Ten derde is het discours rond vakmanschap te individualistisch. ‘De’ ambtenaar moet als individu meer vakman worden, hij/zij moet meer kennis hebben, en hij/zij moet beter opgeleid worden. Topambtenaren moeten zelfs een ‘persoonlijk plan’ hebben. Los van het reeds benoemde feit dat ambtenaren veel kennis hebben en al heel lang op allerlei manieren (goed) opgeleid worden, legt deze aanpak van vakmanschap al het gewicht bij de individuele ambtenaar. Terwijl ambtelijk handelen nooit individueel is, maar een kwestie van samenspel – van samenspel tussen ambtenaren onderling, tussen ambtenaren en politiek/bestuur, tussen beleid en uitvoering, met burgers en bedrijven, in krachtenvelden (zoals de woningmarkt, energiesector, of zorg) met vele betrokkenen. Vakkundig handelen komt in dat samenspel tot stand, en zal in dat samenspel versterkt moeten worden. Dat geldt ook voor het samenspel met politici en politieke bestuurders. Als politici opleidingen willen, dan moeten zij op zijn minst ook onderdeel van opleidingen worden, waarbij ook hun (rechtstatelijke) kennis, expertise en vaardigheden aangaande de aanpak van issues op peil gehouden worden.
Hoe wel?
Hoe kan het dan wel? Naast spreken over vakwerk en vakkundigheid, en het vermijden van onnodige negatieve beeldvorming, is het van belang de principes van vakkundig handelen realistischer te maken. In plaats van nadruk op ‘de’ burger, tegenspraak en loyaliteit, is het zinvoller om ambtelijk vakwerk te benaderen vanuit de noodzaak om voortdurend met strijdige belangen, perspectieven en loyaliteiten om te gaan. Dat is de kern van ambtelijk handelen, in zowel beleid als uitvoering als toezicht. Het gesprek daarover consequent organiseren, het versterken van vak-gemeenschappen, het gemeenschappelijk werken aan meer professionaliteit in beleid en uitvoering, het werken met professionele standaarden, dat is dan cruciaal. Dat kan nog steeds in combinatie met opleidingen – die er zoals gezegd al lang zijn – maar vraagt om al werkende weg met elkaar aan het ambtelijk werk te werken.

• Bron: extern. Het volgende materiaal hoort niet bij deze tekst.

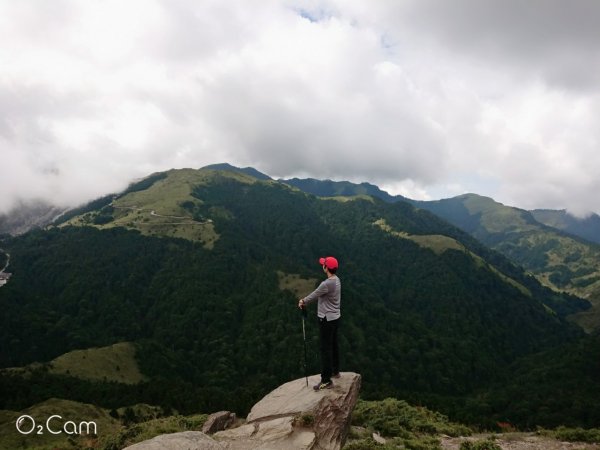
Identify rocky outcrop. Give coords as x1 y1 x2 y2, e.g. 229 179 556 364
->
202 411 235 434
125 431 227 450
214 372 361 450
126 372 361 450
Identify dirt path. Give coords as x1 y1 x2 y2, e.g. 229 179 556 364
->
111 203 212 226
441 433 600 450
0 248 10 273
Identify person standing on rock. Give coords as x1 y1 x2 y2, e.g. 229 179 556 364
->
298 256 342 391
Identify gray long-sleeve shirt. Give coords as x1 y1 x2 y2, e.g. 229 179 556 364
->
304 275 342 322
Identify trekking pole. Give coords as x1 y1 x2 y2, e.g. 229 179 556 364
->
302 305 308 387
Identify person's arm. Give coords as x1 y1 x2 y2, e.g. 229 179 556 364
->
298 281 328 308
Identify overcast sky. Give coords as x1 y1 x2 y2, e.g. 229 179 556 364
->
0 0 600 214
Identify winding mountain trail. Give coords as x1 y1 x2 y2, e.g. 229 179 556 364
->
0 248 10 273
110 203 212 226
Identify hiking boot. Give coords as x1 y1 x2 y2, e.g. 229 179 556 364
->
313 381 333 391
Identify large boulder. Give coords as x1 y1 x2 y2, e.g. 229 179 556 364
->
124 431 227 450
125 372 361 450
214 372 361 450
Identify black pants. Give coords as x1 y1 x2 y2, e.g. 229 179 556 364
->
319 317 340 383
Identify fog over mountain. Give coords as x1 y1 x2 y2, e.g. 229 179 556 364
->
0 0 600 215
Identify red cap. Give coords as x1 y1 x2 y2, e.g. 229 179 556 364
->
319 256 338 269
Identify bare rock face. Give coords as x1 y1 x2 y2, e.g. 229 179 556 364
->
214 372 361 450
202 411 235 434
125 372 361 450
124 431 227 450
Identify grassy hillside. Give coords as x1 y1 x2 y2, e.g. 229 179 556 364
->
1 342 146 384
531 209 600 244
417 194 600 331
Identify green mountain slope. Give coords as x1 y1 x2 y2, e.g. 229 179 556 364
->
531 209 600 244
0 169 585 428
279 178 406 203
414 194 600 329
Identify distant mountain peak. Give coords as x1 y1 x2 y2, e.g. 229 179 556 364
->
201 163 272 181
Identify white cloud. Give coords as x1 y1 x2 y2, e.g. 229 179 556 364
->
0 0 600 212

Meer professioneel samenspel dus, inclusief relaties met politiek en bestuur. Het voortdurend benadrukken dat het aan ambtelijk vakmanschap ontbreekt en dat ambtenaren in alle opzichten tekortschieten, helpt de publieke zaak niet, en ook de politici niet, die de ambtelijke dienst hard nodig hebben. Ambtelijk vakwerk staat of valt met politieke vakkundigheid. Daar rept het regeerprogramma helaas niet over.